The purpose of these programs and offers is to increase sales, repeat business and company loyalty. Looked at another way, the goal is to convert a casual, and probably one-off visitor to your business into a customer, to convert that customer into a repeat purchaser, and from there to make them an advocate for your brand
Visitor -> Purchaser -> Repeat Purchaser -> Brand Advocate
Both loyalty programs and special offers help to bring in more business, and so they are another way of growing your customer database. More importantly, they help to create repeat business.
[OF NOTE: it’s hard to say that the Pareto Principle is actually true, and in many cases it does not in fact hold true at all, but it has the sound of something that ought to be true, and if following it leads to good outcomes, then something good has been done – what works is always worthwhile.]
Loyalty programs also show your customers how much you really appreciate them and their business, and this in turn is an important way to increase loyalty. Everybody likes to receive recognition for the things they do, and people tend to support businesses which support them, and pay attention to them.
Special offers are also used to drive sales towards a specific outlet of a chain, usually when sales in that outlet are low. By making a special offer only available at ‘our downtown store’ or something similar, sales can be increased and the exposure of customers to the outlet may also increase long-term business.

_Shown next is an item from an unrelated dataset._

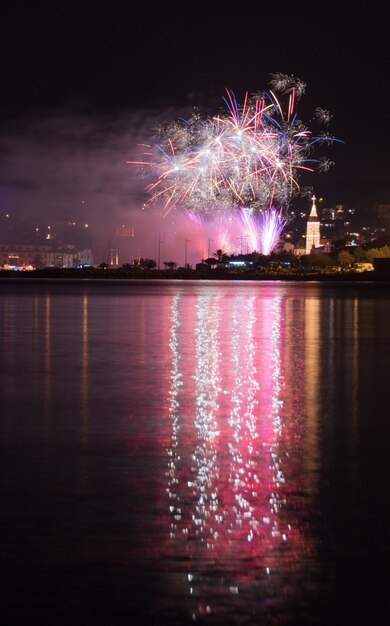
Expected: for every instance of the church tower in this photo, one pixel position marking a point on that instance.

Special offers and loyalty programs are also often used as research and analysis tools to conduct studies on the success of various marketing efforts, and to assess how well certain marketing outlets are working.
Overall, these kinds of programs can and should be an integral part of your overall marketing strategy and they form part of the larger framework of your business activities.

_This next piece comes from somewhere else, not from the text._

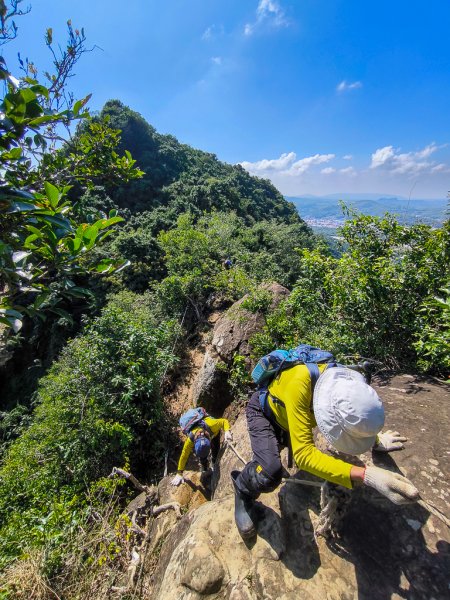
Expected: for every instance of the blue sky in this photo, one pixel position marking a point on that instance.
(320, 96)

Seven Steps to Creating Loyalty Programs and Special Offers
Step One: Decide on Your Goals
Begin by thinking about what it is you want to achieve with your program. For most companies, there are three possible goals for these programs, and you may want to do just one of them, although usually a company needs them all.
- Generate Leads: we have talked in earlier chapters about the importance of leads and their vital place in a viable marketing plan. Both loyalty programs and special offers allow you to create leads by reaching out to visitors or complete strangers and attracting them to your business. However it is obvious that special offers will do this much more effectively. A person who doesn’t know your company is not going to be interested in being loyal until they see what you have to offer, and if it is valuable to them. So if your primary goal is to generate leads for your company, then some form of special offer is where you should focus your attention.
- Encourage Existing Leads: Here again, special offers are probably the best way to encourage a lead to become a first-time customer. The extra impetus of ‘20% off’, or ‘free shipping’ may be all that is needed to create that purchase in a customer who is already thinking about it.
- Create Repeat Purchases: If this is your goal, then clearly a loyalty program, alone or perhaps combined with some kind of special offer, is the way to go. Once a customer has started using your services, or buying your goods, the incentive of future benefit from more purchases is going to encourage them. This is where careful design of your program can give the best results
Step Two: Design Your Program Properly
The first thing you need to decide is what it is you are willing to give away. The next thing to realize is that whatever it is, the loss of revenue should not impact too much on your bottom line, since you are a business, not a charity. Consider the outcome you expect from your customer and how that will affect your ROI.